Obudziły mnie promienie słoneczne, które przedzierały się przez zasłony. Niechętnie otworzyłam oczy i spojrzałam w prawo. Styles'a już obok mnie nie było. Przeciągnęłam się, po czym wstałam z łóżka. Spojrzałam w ogromne lustro, które było na szafie i przeczesałam swoje włosy. Wyciągnęłam z szafy jakieś ciuchy i poszłam do łazienki. Wzięłam szybki prysznic, wytarłam się ręcznikiem i założyłam bieliznę. Naciągnęłam czarne joggery, białą bokserkę i białe skarpetki. Wysuszyłam swoje włosy i nałożyłam delikatny makijaż. Weszłam do pokoju, gdy zadzwonił mój telefon.

- Dzień dobry, Anne. - powiedziałam, uśmiechając się do telefonu.

- Hej, kochanie. - zachichotała. - Jedziemy na zakupy? Może mogłybyśmy już coś kupić dla mojego wnuka! - mówiła podekscytowana.

- Um, dobrze. W takim razie, gdzie się spotkamy? - uniosłam brwi.

- Może pod galerią? - zapytała.

- Dobrze. Będę za pół godziny. 

Rozłączyłam się i narzuciłam na siebie czarną, skórzaną kurtkę. Na stopy założyłam czarne vansy i wyprostowałam włosy. Chwyciłam torebkę, wrzucając do niej telefon, chusteczki i klucze od samochodu. Wyszłam z domu, po czym zamknęłam drzwi na klucz, który również wrzuciłam do torebki. Wsiadłam do swojego czarnego Audi A8, po czym jechałam w stronę centrum. Na sygnalizacji świetlnej zadzwonił do mnie Harry, więc ustawiłam go na głośnomówiący.

- Hej, Hazz. - powiedziałam.

- Hazz. - zaśmiał się nisko. - Co robisz, Noell? - zapytał.

- Właśnie jadę do galerii, ponieważ twoja mama zamierza kupić coś swojemu wnukowi. - parsknęłam śmiechem.

- Czy ty prowadzisz? - zapytał podejrzliwie.

- Tak, nie mam wyjścia. - przewróciłam oczami.

- Mogłaś powiedzieć, przyjechałbym po ciebie. - mruknął zirytowany.

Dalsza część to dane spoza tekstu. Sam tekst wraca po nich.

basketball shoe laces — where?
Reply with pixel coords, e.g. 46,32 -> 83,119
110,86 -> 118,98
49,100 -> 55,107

- Nie chcę być zależna od ciebie. - odpowiedziałam. - Dam sobie radę.

- To nie problem, Noell. Doskonale wiesz, że nie powinnaś prowadzić w twoim stanie. - warknął.

- Nawet nie zaczynaj. - zaoponowałam. - Dobrze wiesz, że teraz mam przewagę i mogę zrobić ci taką scenę, że...

- Spokojnie, kochanie. - zaczął mnie uspakajać. Najwidoczniej wyczuł, że zaczynam się denerwować. - Nie denerwuj się na mnie, przepraszam. - dodał.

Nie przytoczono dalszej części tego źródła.